Hello Friends! Thanks so much for stopping by and checking on this site. I never know really who you guys are but I get a click on the counter here so even though you are tip-toeing through...I know somebody has been visiting! Thank goodness....I feel like I should leave milk and cookies...kind of like you guys came down the chimney sort of Santa Claus style! :)
Our last post was a bit pricey but I think this one might be a better value...see what you think! Computer Sciences Corporation (CSC) "...provides information technology services through outsourcing (Operating a customer's technology infrastructure), systems integration (designing, developing & implementing information systems) and IT and management consulting services" according to Money.cnn.com. As I write, CSC is trading at $43.80 up $1.95 or 4.66% on the day. I guess if you get a portion of a $3.35 billion contract from the United Kingdom to assist with their nationalized health service...well that just might be worth a nice bump in the stock price!
Looking through Yahoo.com for the latest earnings report, I found a story released on November 11, 2003, from PRNewswire-First call where their second quarter results were reported. For the quarter ended October 3, 2003, revenues were $3.59 billion, a 32% increase over 2002, net income was $108.1 million compared to $92.9 million last year, and on a diluted earnings per share basis: $.57/share in 2003, vs $.54/share in 2002.
Morningstar.com shows revenue growth from $8.1 billion in 1999, $9.4 billion in 2000, $10.5 billion in 2001, $11.4 billion in 2002, $11.3 billion in 2003 (the hiccup), and $13.019 billion in the trailing twelve months. With the recent leap in revenue in the latest quarter, 2004 should be a very good year (imho).
Earnings have grown slightly erratically from $2.12 in 1999 to $2.60 in the trailing twelve months. Free cash flow which was ($43) million in 2001, improved to $510 million in 2003 and was $581 million in the trailing twelve months.
Balance sheet is decent if not overwhelmingly impressive with $199.1 million in cash and $4.06 billion in other current assets vs. $2.9 billion in current liabilities and $3.03 billion in long-term liabilities.
The "key statistics" on Yahoo.com confirm my impression that this is a much better value than the previous post. The Market Cap is at $8.2 billion, the trailing p/e is very nice at 16.79 with a forward p/e (fye 28-Mar-05) at 13.41. Thus, the PEG ratio is only 1.17, and the Price/sales is at 0.60.
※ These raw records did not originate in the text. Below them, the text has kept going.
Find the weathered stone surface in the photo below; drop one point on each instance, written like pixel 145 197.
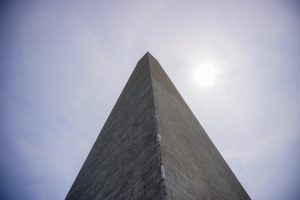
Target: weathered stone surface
pixel 153 147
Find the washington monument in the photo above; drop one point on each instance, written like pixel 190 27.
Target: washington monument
pixel 152 147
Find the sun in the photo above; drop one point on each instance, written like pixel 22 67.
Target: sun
pixel 205 75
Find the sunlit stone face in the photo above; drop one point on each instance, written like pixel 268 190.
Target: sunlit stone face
pixel 204 75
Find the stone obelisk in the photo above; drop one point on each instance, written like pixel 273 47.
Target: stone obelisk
pixel 153 147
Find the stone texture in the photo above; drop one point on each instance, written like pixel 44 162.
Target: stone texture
pixel 153 147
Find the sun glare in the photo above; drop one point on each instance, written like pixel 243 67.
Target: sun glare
pixel 204 75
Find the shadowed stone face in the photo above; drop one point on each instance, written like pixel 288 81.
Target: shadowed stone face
pixel 153 147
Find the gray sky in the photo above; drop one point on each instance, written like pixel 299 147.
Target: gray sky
pixel 63 65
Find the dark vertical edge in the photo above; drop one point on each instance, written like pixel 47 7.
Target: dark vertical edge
pixel 163 190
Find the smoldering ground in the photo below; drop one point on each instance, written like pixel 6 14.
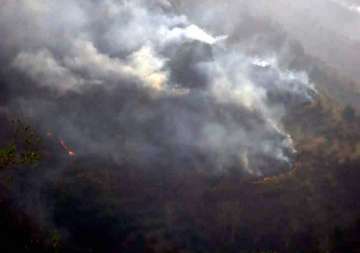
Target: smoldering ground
pixel 137 87
pixel 137 79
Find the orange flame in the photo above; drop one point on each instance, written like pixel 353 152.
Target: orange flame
pixel 67 149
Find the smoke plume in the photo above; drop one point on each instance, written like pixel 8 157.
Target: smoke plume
pixel 141 83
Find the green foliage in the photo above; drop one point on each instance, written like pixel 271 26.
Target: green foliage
pixel 24 147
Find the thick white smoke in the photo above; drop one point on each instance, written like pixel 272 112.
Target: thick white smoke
pixel 207 95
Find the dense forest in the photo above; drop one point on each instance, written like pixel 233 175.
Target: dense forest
pixel 95 208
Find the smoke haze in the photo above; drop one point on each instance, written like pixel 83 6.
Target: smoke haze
pixel 139 81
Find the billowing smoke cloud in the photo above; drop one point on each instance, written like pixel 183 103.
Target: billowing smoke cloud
pixel 140 83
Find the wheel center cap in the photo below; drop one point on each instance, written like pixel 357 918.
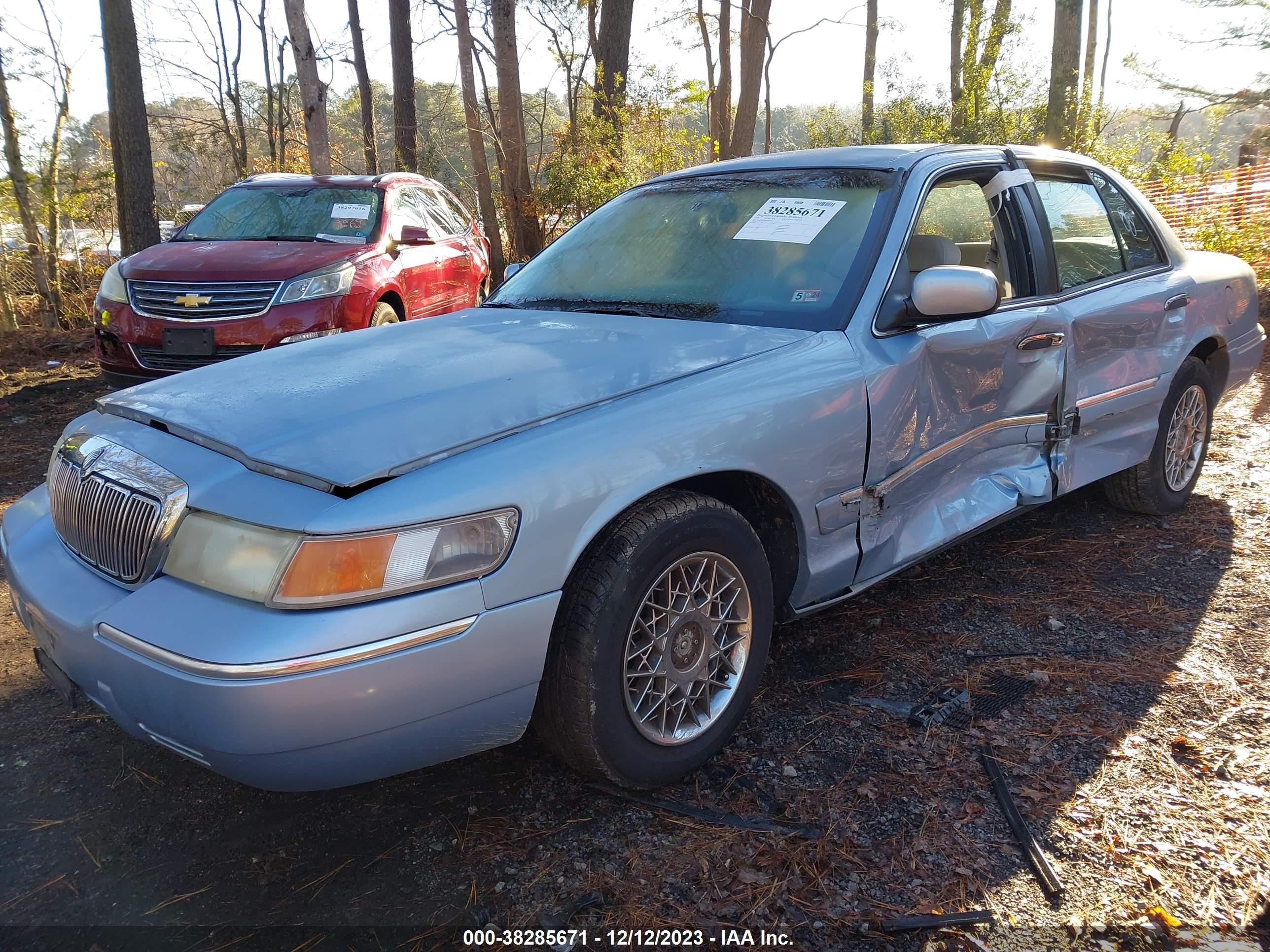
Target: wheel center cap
pixel 687 643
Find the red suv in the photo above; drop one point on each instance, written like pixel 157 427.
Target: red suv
pixel 282 258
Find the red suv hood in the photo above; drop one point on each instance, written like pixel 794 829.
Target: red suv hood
pixel 234 261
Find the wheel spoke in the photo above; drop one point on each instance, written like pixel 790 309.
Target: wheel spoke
pixel 686 648
pixel 1185 440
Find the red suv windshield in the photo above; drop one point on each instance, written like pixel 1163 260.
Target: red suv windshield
pixel 298 214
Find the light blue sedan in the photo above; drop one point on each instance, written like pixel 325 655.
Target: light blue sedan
pixel 732 397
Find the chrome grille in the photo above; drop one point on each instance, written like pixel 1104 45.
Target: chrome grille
pixel 105 523
pixel 239 299
pixel 112 507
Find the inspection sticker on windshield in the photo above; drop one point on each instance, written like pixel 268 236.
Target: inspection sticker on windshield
pixel 351 211
pixel 792 220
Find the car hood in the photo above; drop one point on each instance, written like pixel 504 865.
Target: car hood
pixel 234 261
pixel 376 403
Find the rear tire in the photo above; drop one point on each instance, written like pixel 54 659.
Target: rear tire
pixel 596 710
pixel 383 314
pixel 1164 481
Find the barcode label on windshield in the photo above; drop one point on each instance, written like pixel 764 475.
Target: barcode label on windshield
pixel 793 220
pixel 351 211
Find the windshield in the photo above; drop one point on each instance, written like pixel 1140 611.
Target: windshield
pixel 771 248
pixel 299 214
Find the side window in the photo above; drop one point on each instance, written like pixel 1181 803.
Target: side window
pixel 455 212
pixel 407 211
pixel 958 226
pixel 1085 243
pixel 439 219
pixel 1136 239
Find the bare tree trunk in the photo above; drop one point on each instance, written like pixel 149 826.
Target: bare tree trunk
pixel 753 31
pixel 364 91
pixel 268 88
pixel 283 118
pixel 235 136
pixel 1176 124
pixel 130 133
pixel 955 61
pixel 22 199
pixel 313 93
pixel 8 311
pixel 477 142
pixel 1063 74
pixel 52 193
pixel 612 56
pixel 768 92
pixel 404 121
pixel 870 68
pixel 1092 54
pixel 711 94
pixel 523 224
pixel 1106 56
pixel 723 94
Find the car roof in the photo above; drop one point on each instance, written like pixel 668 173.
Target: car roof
pixel 891 157
pixel 382 181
Yahoo reports 187 million shares outstanding with 186.50 million of them that float. There are 5.89 million shares out short...quite a few!....for a raio of 6.045 which represents the # of days of trading for the short sellers to cover their sale of borrowed shares...No dividend is paid, and the last split was a 2:1 in March, 1998.
I think this is a great stock in my humble opinion. Of course, check with your own financial advisor to make sure it is suitable for you! The news is there today....contract with U.K. worth a portion of $3.35 billion is impressive...the record of improving revenue, earnings, free cash flow, a satisfactory balance sheet and a PEG just over 1.0 with a price/sales under 1.0. The large number of short sales just represents pent up BUYING demand waiting to be unleashed on the market. If I find a few $'s to buy a few shares, I just might make the plunge...but you know the old story about MARGIN...so probably sitting on my hands.